BRACEBRIDGE — A year ago today the Heart of Muskoka was knee-deep in flood waters.

This morning it was high and dry — as we deal with a deeper, deadlier spring uprising.

Bracebridge Falls had barely a trickle of water falling under its iconic bridge.

Compared to the cascades that overwhelmed the Muskoka River in 2019 — causing millions of dollars in damages to houses, shorelines and farms in the Kirby Beach area west of town past Santa’s Village as it flowed into Muskoka Lake — April 27, 2020 was picture of blissful, sunny tranquility that drew pent up pandemic pedestrians to it.

Mary Jane Hardcastle and Morag Doyle sat at picnic table nearby; Ralph Webbe and his wife Barbara Kozel came down from the Drumkerry condos overlooking the falls; and across the way Wayne Fitzgerald was just happy to be out walking the boardwalk at Kelvin Grove Park.
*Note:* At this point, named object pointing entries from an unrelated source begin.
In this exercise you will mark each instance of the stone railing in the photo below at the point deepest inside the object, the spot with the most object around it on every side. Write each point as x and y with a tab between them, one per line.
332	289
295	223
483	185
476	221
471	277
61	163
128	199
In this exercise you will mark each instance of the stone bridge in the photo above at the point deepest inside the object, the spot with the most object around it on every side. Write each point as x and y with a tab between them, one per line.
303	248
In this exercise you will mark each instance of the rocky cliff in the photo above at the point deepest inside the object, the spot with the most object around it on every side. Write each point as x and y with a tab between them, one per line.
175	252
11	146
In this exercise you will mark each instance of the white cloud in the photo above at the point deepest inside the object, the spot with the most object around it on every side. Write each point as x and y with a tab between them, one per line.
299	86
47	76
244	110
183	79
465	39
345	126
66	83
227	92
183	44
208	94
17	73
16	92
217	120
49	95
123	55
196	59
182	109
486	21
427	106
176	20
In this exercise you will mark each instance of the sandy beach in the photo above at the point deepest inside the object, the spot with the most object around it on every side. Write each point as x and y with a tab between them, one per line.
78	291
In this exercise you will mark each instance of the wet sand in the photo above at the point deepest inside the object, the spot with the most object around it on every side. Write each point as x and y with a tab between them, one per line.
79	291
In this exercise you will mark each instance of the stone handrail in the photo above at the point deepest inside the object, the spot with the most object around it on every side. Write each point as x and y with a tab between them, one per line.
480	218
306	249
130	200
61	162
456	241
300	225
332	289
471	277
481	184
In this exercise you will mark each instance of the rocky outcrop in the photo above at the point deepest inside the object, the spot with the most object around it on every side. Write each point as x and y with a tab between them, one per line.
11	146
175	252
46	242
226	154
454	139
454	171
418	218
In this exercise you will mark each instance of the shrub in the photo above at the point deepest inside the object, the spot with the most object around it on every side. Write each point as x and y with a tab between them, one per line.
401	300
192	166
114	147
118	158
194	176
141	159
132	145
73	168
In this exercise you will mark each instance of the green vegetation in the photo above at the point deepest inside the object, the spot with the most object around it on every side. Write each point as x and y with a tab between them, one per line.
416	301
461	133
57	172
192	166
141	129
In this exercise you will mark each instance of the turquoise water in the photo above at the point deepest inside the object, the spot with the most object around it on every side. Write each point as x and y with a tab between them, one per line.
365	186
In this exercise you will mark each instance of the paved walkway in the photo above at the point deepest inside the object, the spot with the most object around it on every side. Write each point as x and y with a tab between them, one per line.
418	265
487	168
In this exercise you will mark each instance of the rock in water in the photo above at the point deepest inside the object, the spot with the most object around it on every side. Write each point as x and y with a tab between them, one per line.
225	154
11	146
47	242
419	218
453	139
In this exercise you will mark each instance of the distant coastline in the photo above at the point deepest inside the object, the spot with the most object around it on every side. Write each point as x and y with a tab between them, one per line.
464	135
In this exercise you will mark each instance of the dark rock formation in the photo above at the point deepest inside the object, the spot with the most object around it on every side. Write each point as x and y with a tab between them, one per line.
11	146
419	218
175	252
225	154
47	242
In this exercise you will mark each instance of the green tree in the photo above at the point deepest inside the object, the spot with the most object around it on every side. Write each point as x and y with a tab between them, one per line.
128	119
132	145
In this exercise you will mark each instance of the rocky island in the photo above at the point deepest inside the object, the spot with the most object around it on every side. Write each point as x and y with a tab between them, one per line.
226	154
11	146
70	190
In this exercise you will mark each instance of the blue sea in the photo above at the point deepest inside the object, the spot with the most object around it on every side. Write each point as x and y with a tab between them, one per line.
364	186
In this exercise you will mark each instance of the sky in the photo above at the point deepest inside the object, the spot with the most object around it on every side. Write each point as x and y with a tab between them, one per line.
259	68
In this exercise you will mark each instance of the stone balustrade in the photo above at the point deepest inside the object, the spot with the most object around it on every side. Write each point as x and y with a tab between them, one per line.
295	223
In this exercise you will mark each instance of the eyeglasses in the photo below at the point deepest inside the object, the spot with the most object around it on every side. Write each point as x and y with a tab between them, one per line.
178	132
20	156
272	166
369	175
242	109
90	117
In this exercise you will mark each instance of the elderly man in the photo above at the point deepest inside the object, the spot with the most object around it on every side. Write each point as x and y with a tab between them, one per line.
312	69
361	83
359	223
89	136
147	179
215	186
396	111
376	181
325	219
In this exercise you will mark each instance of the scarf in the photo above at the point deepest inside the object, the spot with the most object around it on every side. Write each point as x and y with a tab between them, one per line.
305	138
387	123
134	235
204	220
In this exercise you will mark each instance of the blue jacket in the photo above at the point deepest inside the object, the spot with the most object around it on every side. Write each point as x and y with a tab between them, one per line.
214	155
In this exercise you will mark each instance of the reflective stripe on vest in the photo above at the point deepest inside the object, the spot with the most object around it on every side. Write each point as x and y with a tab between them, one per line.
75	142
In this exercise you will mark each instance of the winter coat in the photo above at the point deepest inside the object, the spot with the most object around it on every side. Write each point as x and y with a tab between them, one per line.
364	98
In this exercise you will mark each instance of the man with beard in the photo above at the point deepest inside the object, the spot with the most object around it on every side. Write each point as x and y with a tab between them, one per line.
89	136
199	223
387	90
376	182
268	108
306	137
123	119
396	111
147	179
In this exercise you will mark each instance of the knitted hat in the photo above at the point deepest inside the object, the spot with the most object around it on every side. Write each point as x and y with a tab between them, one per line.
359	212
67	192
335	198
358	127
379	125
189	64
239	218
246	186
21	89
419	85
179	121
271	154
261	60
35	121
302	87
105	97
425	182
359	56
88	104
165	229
Last year all four would have been swimming in forest flotsam as Bracebridge Bay rose a few metres.

And why the ease, if you please this year?

Better water management by the MNRF and a gentler snow-melt seem obvious.

A $5 million provincial fund and a public management team announced shortly may have contributed.

Today the flood is but a footnote in local lore.

Leaving one to ponder what if there was another flood amid the COVID-19 crisis.

How would communities all around Muskoka — which similarly suffered — have handled it?

Would the affect have been worse?

Would troops leaving LTCs bail us out? Would cottagers still flee north?

We’ll never know — luckily.

Thankfully, damages once so devastating a year ago only linger in diminishing returns now.

Today, we deal with a far deadlier spring challenge as we anticipate a summer of potential discontent.